Whatever biology and genetics may or may not say, there is no disputing what the three children considered Michael Jackson.
"They called him, 'Daddy,'" Mike La Perruque, his long-time confidant and head of security, said Tuesday.
And, in La Perruque's experience, Jackson's primary goal was to be the very best daddy he could be in all the ways so much more important than any biological particulars.
"The kids were Michael's life," La Perruque said. "If there is anything that can be said about Michael, he was a very good father."
Jackson's father had been inordinately harsh, and he took this as a guide of how not to be.
"He thought a father should be what was opposite of what he received as a child," La Perruque said.
At the same time, Jackson understood that children need limits to help them find themselves and their place among others.
He guided them not with a stinging belt but with quiet words whose intent was always not to hurt but to help.
"Loving discipline," La Perruque said. "One thing he didn't want was to spoil the children."
La Perruque can recall moments such as when he was speaking with Jackson, and little Paris came running up to say something. Jackson paused and spoke as a daddy should, quiet and firm but warm.
"Paris, do you have an emergency?" Jackson asked.
"No," the child said.
"Do you see I'm talking to Mike?" Jackson asked. "You have to say 'excuse me' or wait unless you really need something."
La Perruque also remembered occasions when Jackson took his two older children along with the children of family friends to a toy store such as FAO Schwarz. "The other kids were going nuts, cartfuls of toys," La Perruque remembered. Jackson spoke to his children in that voice of loving discipline. "He would tell Paris and Prince, 'You're only allowed to have one toy and whatever it is, make sure it's one you really want,'" La Perruque remembered.
As the security chief from late 2001 to 2004 and then again from the summer of 2007 until the following spring, La Perruque assisted Jackson with another worry regarding the children. This was also born of Jackson's own childhood, when he was recognized and mobbed wherever he went.
"He did not want his kids growing up in the public eye," La Perruque said. "He wanted to minimize their exposure as much as he could, so his kids would not get the same public exposure he received when he was growing up."
The children were given masks when they went out until Jackson noted that the children of other celebrities were able to tolerate a certain amount of exposure.
"It was done just to protect the children," La Perruque said.
Jackson provided the children with someone very close to a mother in the person of their nanny, Grace Rwaramba.
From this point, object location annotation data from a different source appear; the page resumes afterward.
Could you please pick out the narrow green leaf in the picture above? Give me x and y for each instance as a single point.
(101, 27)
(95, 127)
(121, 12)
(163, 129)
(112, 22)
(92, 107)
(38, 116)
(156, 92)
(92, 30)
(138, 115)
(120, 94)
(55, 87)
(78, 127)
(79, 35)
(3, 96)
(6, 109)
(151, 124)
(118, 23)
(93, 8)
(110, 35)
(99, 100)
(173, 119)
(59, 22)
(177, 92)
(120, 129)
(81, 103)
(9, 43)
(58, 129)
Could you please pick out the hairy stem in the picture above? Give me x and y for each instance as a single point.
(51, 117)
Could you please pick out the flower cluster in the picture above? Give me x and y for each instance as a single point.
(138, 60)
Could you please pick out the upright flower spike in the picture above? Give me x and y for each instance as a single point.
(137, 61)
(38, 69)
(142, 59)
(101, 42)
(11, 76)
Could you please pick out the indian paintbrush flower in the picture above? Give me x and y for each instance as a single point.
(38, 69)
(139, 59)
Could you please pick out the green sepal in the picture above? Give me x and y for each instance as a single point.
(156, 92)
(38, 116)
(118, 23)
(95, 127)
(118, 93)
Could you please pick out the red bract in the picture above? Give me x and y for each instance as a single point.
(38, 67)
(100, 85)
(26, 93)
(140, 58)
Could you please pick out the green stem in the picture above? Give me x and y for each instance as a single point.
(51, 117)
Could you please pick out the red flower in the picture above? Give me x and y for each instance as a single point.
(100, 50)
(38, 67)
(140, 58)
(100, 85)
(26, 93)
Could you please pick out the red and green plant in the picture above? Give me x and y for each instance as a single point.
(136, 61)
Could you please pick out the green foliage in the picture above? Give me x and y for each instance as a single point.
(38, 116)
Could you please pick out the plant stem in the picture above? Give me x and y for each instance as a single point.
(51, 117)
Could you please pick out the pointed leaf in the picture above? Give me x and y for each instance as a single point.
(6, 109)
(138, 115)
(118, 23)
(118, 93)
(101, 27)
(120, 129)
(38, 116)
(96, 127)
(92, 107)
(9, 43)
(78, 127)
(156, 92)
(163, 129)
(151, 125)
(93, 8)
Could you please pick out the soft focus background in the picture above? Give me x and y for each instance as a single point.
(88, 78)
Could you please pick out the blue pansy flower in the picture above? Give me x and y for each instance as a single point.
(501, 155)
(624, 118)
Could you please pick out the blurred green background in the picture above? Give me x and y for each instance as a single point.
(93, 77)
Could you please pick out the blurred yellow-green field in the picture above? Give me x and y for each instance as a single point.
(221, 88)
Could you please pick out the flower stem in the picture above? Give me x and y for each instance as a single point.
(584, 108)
La Perruque can describe her with a single word. "Wonderful," he said. "I have only great things to say about Grace."
La Perruque has children of his own who are slightly older and he had long daddy-to-daddy talks with Jackson about the love and attention and guidance kids need as they progress through the stages growing up.
The oldest of Jackson's children was still two years from becoming a teen when La Perruque last saw them about a month ago at a family birthday party hosted by Janet Jackson at a Beverly Hills restaurant.
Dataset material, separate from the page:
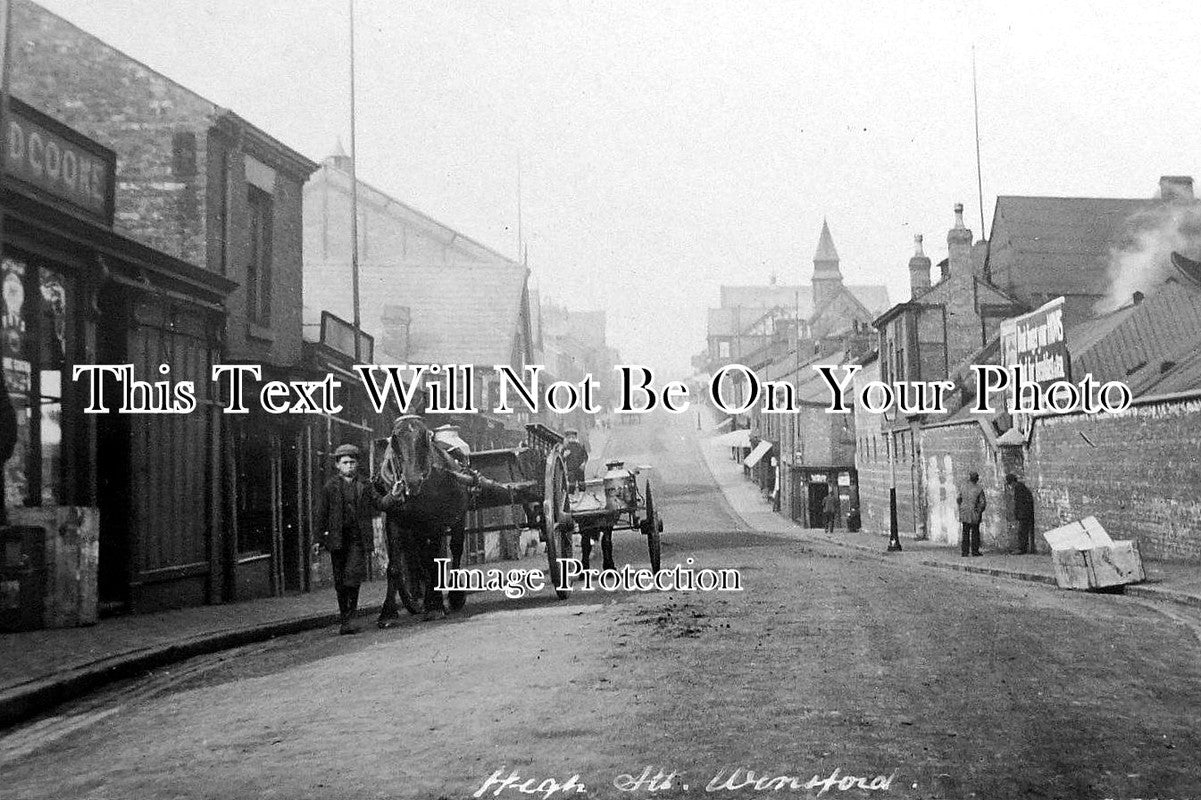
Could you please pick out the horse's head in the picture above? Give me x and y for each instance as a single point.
(408, 460)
The three sat with their daddy, who was thinner than La Perruque had ever seen him. The children themselves seemed as unspoiled as ever.
"They were not the type of kids who run around crazy and do whatever they wanted to do," La Perruque said.
More than anything, all three seemed to be what any daddy wants most.
"Happy," La Perruque said. "They always seemed happy."
A month later, that happiness has become a measure of their heartbreak. They are out of public view in the family compound as the world buzzes about biological and genetic paternity.
The indisputable certainty is how rightly they called Michael Jackson daddy.